Zobacz, jak radzą sobie z onboardingiem inne firmy:
- Agencja Firstborn wysyła swoim przyszłym pracownikom kartkę pocztową, będącą równocześnie mapą okolicy biura, na której zaznaczone są ciekawe bary, restauracje czy sklepy.
- Leroy Merlin dodał do procesu elementy gamifikacji, m.in. w postaci odznak. Może je zdobyć zarówno stażysta, jak i opiekun stażu lub przełożony w nagrodę za wykonanie zadań onboardingowych.
- BorgWarner utworzył Program Buddy. Kim jest Buddy? To opiekun nowo zatrudnionej osoby – pracownik, który udziela rad i wskazówek dotyczących pracy w firmie.
- mTab organizuje szkolenia w taki sposób, aby łączyć nowych pracowników ze starymi wyjadaczami. Pozwala im to lepiej sie poznać, co w codziennej pracy jest trudne.
Sposoby na skuteczny onboarding online
Praca zdalna jeszcze parę lat temu była swojego rodzaju luksusem i formą rzadko spotykaną. Obecnie stała się jednak normą. Co wobec tego z onboardingiem online? Jak sprawić, aby nowy pracownik poczuł się zaopiekowany niezależnie od tego ile kilometrów Was dzieli?
- Przesyłasz nowej osobie umowę do podpisania? Podziel się z nią także informacjami o firmie, obowiązujących zasadach i kulturze w niej panującej. Możesz udostępnić je w dowolnej formie, na przykład pliku w chmurze. W ten sposób ważne dane nie zginą, a pracownik będzie mógł do nich zajrzeć w dowolnej chwili.
- Przygotuj dla nowego pracownika welcome pack – niech znajdą się w nim nie tylko niezbędne narzędzia do pracy, ale także miły upominek od zespołu. Może to być kubek na kawę lub inny gadżet. Ważne jest, abyś nie czekał z wysyłką welcome packu na pierwszy dzień pracy. Wyślij go wcześniej, wzmacniając w ten sposób motywację do działania.
- Nowy pracownik powinien także otrzymać rozpiskę godzinową pierwszego dnia i tygodnia pracy. Zawrzyj w nim odpowiedzi na poniższe pytania: Jakie zadania na niego czekają? Czy będzie brał udział w szkoleniach, a jeśli tak, to w jakich? O której będzie zaczynał pracę, a o której ją kończył?

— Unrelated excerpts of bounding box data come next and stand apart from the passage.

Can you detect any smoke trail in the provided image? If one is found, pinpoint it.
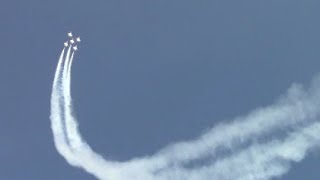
[51,42,320,180]
[50,48,77,165]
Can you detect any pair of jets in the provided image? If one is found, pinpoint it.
[64,32,81,51]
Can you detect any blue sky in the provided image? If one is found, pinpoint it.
[0,0,320,180]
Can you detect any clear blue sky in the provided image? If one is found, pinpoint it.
[0,0,320,180]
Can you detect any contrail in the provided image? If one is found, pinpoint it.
[50,39,320,180]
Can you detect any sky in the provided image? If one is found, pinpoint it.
[0,0,320,180]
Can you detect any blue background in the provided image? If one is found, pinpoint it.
[0,0,320,180]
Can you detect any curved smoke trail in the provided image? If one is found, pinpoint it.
[50,41,320,180]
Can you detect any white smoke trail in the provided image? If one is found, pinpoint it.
[51,42,320,180]
[50,48,77,165]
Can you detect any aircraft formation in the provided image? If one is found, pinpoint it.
[64,32,81,51]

- Zaaranżuj wideo spotkanie. Dobrze jest zobaczyć siebie nawzajem przed rozpoczęciem pracy. Krótkie spotkanie z menedżerem może być dobrą okazją do zadania nurtujących pytań i wyrażenia swoich wątpliwości. Dobrym pomysłem jest także spotkanie całego zespołu pierwszego dnia pracy, aby powitać pracownika i przedstawić mu po kolei wszystkich kolegów.
- Bardzo często nie da się zobaczyć na wideo ze wszystkimi, dlatego gdy nowa osoba zaczyna pierwszy dzień przypilnuj, aby została powitana w używanym przez firmę komunikatorze.
- W pierwszych dniach pracy bardzo ważne jest wsparcie innych pracowników, dlatego każda nowa osoba powinna mieć przydzielonego mentora.
- Stwórz checklistę dla osób zaangażowanych w onboarding (zarówno dla nowego pracownika, jak i obecnie pracujących osób). Może to być edytowalna lista Google Docs. Umieść w niej zadania do wykonania i rzeczy, które powinny się zadziać. W ten sposób pracownicy będą mieli pewność, że wywiązują się z obowiązków i niczego nie pominęli, a nowy pracownik, że wszystko idzie tak, jak powinno.
Zabierając się za optymalizację procesu, zastosuj taktykę małych kroków. Wybierz 2-3 kluczowe obszary z tego artykułu, z którymi Twoja firma ma największe problemy i zacznij właśnie od nich. W ten sposób planowanie niezapomnianych pierwszych dni w Twojej firmie będzie o wiele bardziej komfortowe i po prostu prostsze.
Powodzenia!
*Przy wynagrodzeniu 5 943 zł brutto.